Stesso registro, evidentemente, c’è da attendersi quando si cambia musica. Articolo 18? Intoccabile, hanno sempre detto i Sindacati. Rafforzando, così, quel "diritto" alla stabilità (senza eccezioni) del posto soltanto a chi un lavoro già ce l’ha, ma calpestando gli interessi di chi, invece, sgomita per entrare nel mondo del lavoro e per restarci con un’occupazione dignitosa: i giovani. Sempre e solo i giovani.
"A chi serve, dunque, il Sindacato" può essere la provocazione silenziosa delle giovani generazioni. Perché in un sistema qual è il nostro, che nelle scelte di politica economica predilige il confronto e la condivisione delle rappresentanze sociali (la cosiddetta concertazione), i giovani sono una generazione del tutto invisibile. Chi li organizza i bamboccioni? Chi li rappresenta? Chi si fa carico di promuovere e difendere le loro posizioni e i loro diritti nelle scelte del Paese?

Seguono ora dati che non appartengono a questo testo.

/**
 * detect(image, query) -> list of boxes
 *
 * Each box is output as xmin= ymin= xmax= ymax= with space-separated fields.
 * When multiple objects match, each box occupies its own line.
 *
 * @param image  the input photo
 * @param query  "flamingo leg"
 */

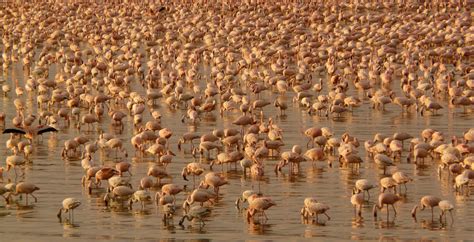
xmin=431 ymin=207 xmax=434 ymax=221
xmin=258 ymin=179 xmax=261 ymax=194
xmin=324 ymin=212 xmax=330 ymax=220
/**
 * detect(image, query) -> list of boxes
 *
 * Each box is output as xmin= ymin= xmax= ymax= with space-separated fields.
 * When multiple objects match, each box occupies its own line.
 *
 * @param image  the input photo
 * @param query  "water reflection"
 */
xmin=61 ymin=220 xmax=80 ymax=229
xmin=162 ymin=216 xmax=177 ymax=228
xmin=86 ymin=187 xmax=107 ymax=198
xmin=247 ymin=222 xmax=273 ymax=235
xmin=14 ymin=205 xmax=36 ymax=217
xmin=303 ymin=227 xmax=329 ymax=238
xmin=376 ymin=235 xmax=406 ymax=242
xmin=351 ymin=216 xmax=365 ymax=228
xmin=374 ymin=219 xmax=397 ymax=229
xmin=5 ymin=173 xmax=25 ymax=184
xmin=0 ymin=8 xmax=472 ymax=239
xmin=275 ymin=172 xmax=306 ymax=183
xmin=331 ymin=116 xmax=348 ymax=123
xmin=419 ymin=219 xmax=446 ymax=230
xmin=62 ymin=222 xmax=81 ymax=238
xmin=132 ymin=208 xmax=153 ymax=216
xmin=392 ymin=112 xmax=416 ymax=126
xmin=179 ymin=224 xmax=208 ymax=234
xmin=105 ymin=205 xmax=134 ymax=214
xmin=395 ymin=194 xmax=409 ymax=204
xmin=301 ymin=217 xmax=329 ymax=226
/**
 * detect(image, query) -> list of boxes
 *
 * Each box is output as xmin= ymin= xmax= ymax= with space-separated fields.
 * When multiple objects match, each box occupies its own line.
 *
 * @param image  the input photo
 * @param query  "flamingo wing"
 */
xmin=2 ymin=128 xmax=26 ymax=134
xmin=37 ymin=126 xmax=59 ymax=135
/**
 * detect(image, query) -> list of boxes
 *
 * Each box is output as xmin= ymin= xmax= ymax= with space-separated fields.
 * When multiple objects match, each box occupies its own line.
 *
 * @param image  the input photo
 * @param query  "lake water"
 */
xmin=0 ymin=3 xmax=473 ymax=241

Un ruolo del Sindacato, forte e centralizzato, non può che contribuire solo negativamente all’equa distribuzione di diritti e doveri tra le generazioni. E rischia di peggiorare quel regime di apartheid che le giovani generazioni sono costrette a subire oggi, grazie al condizionamento smisurato operato ieri dal Sindacato nelle scelte di politica economica e sociale. La società, vista attraverso gli occhi dei giovani, è una sorta di corporativismo. Più moderno, ma pur sempre un sistema illiberale dove sono le affinità generazionali a guidare e regolamentare le sorti del Paese.